Ersan AKBAŞ'ın 1 Haziran 2024 tarihli yazısı: Bir Mad Max Destanı: Furiosa
Kıyamet senaryosu üzerine kurulu aksiyon filmlerinin atalarından kabul edilen Mad Max, 45 senedir hayatımızda…
Filmin yaratıcılarından yönetmen George Miller, Mad Max’i ilk çektiğinde takvimler 1979’u gösteriyordu.
1979 yılında vizyona giren ilk Mad Max, Avustralyalı efsane oyuncu Mel Gibson’ı dünyaya tanıtmıştı.
Akabinde yine başrollerinde Mel Gibson’ın olduğu 1981 tarihli Mad Max 2: Yol Savaşçısı ve 1985 tarihli Mad Max 3: Gökkubbenin Ardında filmleri çekildi.
Sonrasında Max tarih oldu.
Herkes Max’i unutmuşken George Miller, evladını unutmadı.
Tam 30 yıl sonra orijinal üçlemeden bağımsız Mad Max: Öfkeli Yollar’ı 2015 yılında gösterime sundu.
Deyim yerindeyse yer yerinden oynadı.
Taraflı tarafsız herkes, nükleer felaket sonrasını anlatan yeni kıyamet dünyasını çok beğendi.
Charlize Theron’un canlandırdığı Furiosa karakteri, hikâyenin can damarını oluşturuyordu.
Çorak topraklardaki ikonik Max karakteri ise Mel Gibson’dan Tom Hardy’ye geçmişti.
Film çok beğenilince Miller, aklındaki projeyi hayata geçirdi.
Charlize Theron’un canlandırdığı Furiosa’nın başlangıç hikâyesini anlatan Furiosa: Bir Mad Max Destanı'nı çekti.
Böylece Mad Max, bir kez daha üçleme olma yoluna girmiş oldu.
Charlize Theron’un gençlik yıllarının anlatıldığı ikinci filmde, Furiosa’yı Anya Taylor - Joy canlandırdı.
Joy’a, çok harika oynayan hiç tanıyamayacağınız Chris Hemsworth eşlik etti.
İşte bu destansı film, sinemalarda izleyicisi ile buluştu.
İlk filmde senaryo zayıf, oyunculuk üst düzeydi.
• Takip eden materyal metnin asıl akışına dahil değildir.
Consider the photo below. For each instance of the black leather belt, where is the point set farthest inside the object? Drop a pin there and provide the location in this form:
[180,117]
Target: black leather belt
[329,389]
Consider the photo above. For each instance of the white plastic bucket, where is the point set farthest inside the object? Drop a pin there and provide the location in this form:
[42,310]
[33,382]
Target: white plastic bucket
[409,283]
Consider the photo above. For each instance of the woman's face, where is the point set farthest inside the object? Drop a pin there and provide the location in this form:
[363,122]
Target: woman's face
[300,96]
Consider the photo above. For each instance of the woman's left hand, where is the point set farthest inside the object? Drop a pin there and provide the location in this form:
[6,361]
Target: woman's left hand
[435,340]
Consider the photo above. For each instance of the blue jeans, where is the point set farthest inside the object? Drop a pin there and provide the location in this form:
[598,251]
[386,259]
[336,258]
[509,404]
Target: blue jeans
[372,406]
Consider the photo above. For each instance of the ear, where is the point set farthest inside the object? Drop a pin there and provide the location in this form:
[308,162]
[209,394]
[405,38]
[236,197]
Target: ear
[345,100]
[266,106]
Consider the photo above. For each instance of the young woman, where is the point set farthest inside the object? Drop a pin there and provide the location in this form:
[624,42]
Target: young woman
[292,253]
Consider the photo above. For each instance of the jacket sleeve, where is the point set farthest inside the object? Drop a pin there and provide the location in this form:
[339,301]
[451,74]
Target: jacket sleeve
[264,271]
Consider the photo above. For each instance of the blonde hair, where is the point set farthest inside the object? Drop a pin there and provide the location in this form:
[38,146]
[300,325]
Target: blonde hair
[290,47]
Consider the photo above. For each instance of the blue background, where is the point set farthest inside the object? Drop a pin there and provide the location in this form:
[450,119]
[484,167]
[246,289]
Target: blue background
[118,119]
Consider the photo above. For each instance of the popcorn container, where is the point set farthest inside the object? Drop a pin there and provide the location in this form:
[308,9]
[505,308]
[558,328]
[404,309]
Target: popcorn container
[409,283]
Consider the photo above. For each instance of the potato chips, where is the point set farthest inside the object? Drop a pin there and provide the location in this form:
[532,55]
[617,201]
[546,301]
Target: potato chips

Ayrıca çok güçlü aksiyon vardı ve görsellik muhteşemdi.
İkinci filmde ise bu kez senaryo çok sağlam.
Ayrıca ilk filmi geçmeye çalışmayacak kadar akıllı ve farklı bir hikâyesi var.
Sağlam, akıllı ve farklı bir senaryosu olması ise Furiosa’nın en büyük şansızlığı…
Şansızlık diyorum, çünkü son yıllarda böyle filmle karşılaştığında sinema seyircisi bir afallıyor.
Marvel evreninin, al gülüm ver gülüm masallarına alışmış seyirci ne yapacağını şaşırıyor.
O nedenle Furiosa, beklenen ilk hafta gişe hasılatını elde edemedi. Sonrasında da edemeyecek gibi görünüyor.
Bu da olası bir üçlemenin ikide kalabileceğinin sinyallerini verdi.
Yine de George Miller’in kıyamet sonrası çorak topraklarda hala güçlü hikâyeler anlatıyor olması büyük bir başarı.
Film senaryosuyla, oyuncularıyla, aksiyonuyla ve görselliğiyle başarılı…
Bir ilk yarım saati var ki anlatılmaz. Ancak izlenir.
Tek sıkıntısı 2 saat 28 dakikalık sürede konu farklı karakterler nedeniyle çok uzamış. İyi bir kurguyla bu sorun çözülebilirdi.
Ayrıca 2015’teki filmin başlangıç hikâyesi anlatıldığı için 2015’teki filme geçişte senaryo çok zayıf kalmış.
Bir boşluk hissi doğurmuş.
Bu kısım da 2 saat 28 dakikalık sürede daha çarpıcı anlatılabilirdi.
Bunlar olsaydı filmin tadından yenmeyeceğini düşünenlerdenim.
O nedenle sinemaya bu pahalılıkta gidilecekse bu film için gidilebilir, kanısındayım. Karar her zamanki gibi yine sizin.